# Any family motorhomers out there?



## 127512 (Aug 31, 2009)

Hello,

We are looking to get in touch with any other people who fancy meeting up for some trips in the autumn. Its just the two of us and our daughter (8), so anyone similar please get in touch ...


----------



## geraldandannie (Jun 4, 2006)

Hi Mark

Whereabouts in the world are you? You can fill in your location in your forum profile. This might help people who would want to meet up.

You should probably think of subscribing: >> click to see advantages of subscribing <<

>> how to subscribe <<

Gerald


----------



## Jezport (Jun 19, 2008)

We are a family of 4, with Lewis age 10 and Hannah 13. What age is your daughter? What is your location?


----------



## Tinyk (Mar 18, 2009)

Family of 3 with Daughter aged 9

Get away to quite a few shows and during the holidays can normally be found around Chertsey using our yearly passes for legoland and Chessington.

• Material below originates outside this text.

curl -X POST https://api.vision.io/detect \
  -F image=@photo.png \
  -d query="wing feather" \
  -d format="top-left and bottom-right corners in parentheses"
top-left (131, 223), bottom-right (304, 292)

Kayleigh loves meeting new friends at shows if your going to Shepton in a fortnights time.

Kevin


----------



## schnauzer1 (Sep 27, 2009)

Could this be of interest to familes? Family Motorhomers Club


----------



## dpal3 (Jun 29, 2009)

Hi Mark we are also in West Susses and go away quite often with our 9 year old Grand Doughter 
often to the new forest


----------



## tonka (Apr 24, 2006)

schnauzer1 said:


> Could this be of interest to familes? Family Motorhomers Club


Is that right. ?? It only has 2 members ???
This a new thing..

Personally we go to MCC rallies, great for the grandkids.


----------



## schnauzer1 (Sep 27, 2009)

Guess eveyone has to start somewhere


----------



## Jezport (Jun 19, 2008)

I have signed up, but I sign up to anything :roll:


----------



## p1nkie (Oct 5, 2009)

We're a family of 3. Our daughter will be 4 this Sep. We've just spent the weekend at Littlehampton CC site visiting Arundel

Guy


----------



## mandyandandy (Oct 1, 2006)

We are also a family of 3 with 10 year old daughter. 

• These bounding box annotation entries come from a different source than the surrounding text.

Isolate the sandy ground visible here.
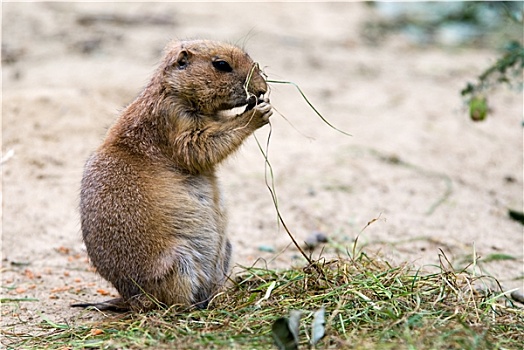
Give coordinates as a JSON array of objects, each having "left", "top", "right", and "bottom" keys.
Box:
[{"left": 1, "top": 3, "right": 523, "bottom": 340}]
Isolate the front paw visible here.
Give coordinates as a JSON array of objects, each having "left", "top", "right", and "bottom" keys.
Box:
[{"left": 251, "top": 100, "right": 273, "bottom": 128}]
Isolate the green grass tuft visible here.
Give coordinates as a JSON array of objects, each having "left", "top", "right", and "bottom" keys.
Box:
[{"left": 3, "top": 253, "right": 524, "bottom": 349}]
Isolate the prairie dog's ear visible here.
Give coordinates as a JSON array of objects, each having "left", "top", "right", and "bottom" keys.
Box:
[
  {"left": 165, "top": 45, "right": 192, "bottom": 70},
  {"left": 174, "top": 49, "right": 191, "bottom": 69}
]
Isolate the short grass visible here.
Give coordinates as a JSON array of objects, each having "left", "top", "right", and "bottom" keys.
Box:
[{"left": 2, "top": 252, "right": 524, "bottom": 350}]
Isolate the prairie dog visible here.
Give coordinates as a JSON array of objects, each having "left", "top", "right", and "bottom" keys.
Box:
[{"left": 79, "top": 40, "right": 272, "bottom": 311}]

We do the C&CC rallies alot and many of them have families also involved. 

We are going with S. Lincs da this weekend sounds an excellent weekend for children and many of their members have children under 12. 

Not signed up yet but will, forgot all about it. 

Mandy


----------



## mandyandandy (Oct 1, 2006)

We are also a family of 3 with 10 year old daughter. 

We do the C&CC rallies alot and many of them have families also involved. 

We are going with S. Lincs da this weekend sounds an excellent weekend for children and many of their members have children under 12. 

Not signed up yet but will, forgot all about it. 

Mandy

Just signed up, blimey could hear the echo in there it was so empty, come on you lot, sign up it could be useful one day.


----------



## Snelly (Aug 20, 2005)

Me and Sal have 6 kids ranging from 18 years to 5 months old :lol:

Although motorhomers at heart, we can't afford one (big enough), so have a big caravan instead. If were allowed, we are always willing to attend meets, especially family orientated ones.


----------



## artona (Jan 19, 2006)

we have a little girl, although she only 5. There are normally other families on MHF rallies and meets so your daughter will more than often have company.

What I do like about them though is the children are well behaved and play quietly. I would hate attending a rally for a much needed break and have un-controlled children kicking balls etc at the side of vans etc and shouting and screaming and arguing. 

If you have spent any time in Spain you will have noticed that families go out as a family and everyone joins in but the children are as well behaved as the adults. Thats how I have found MHf rallies.

stew


----------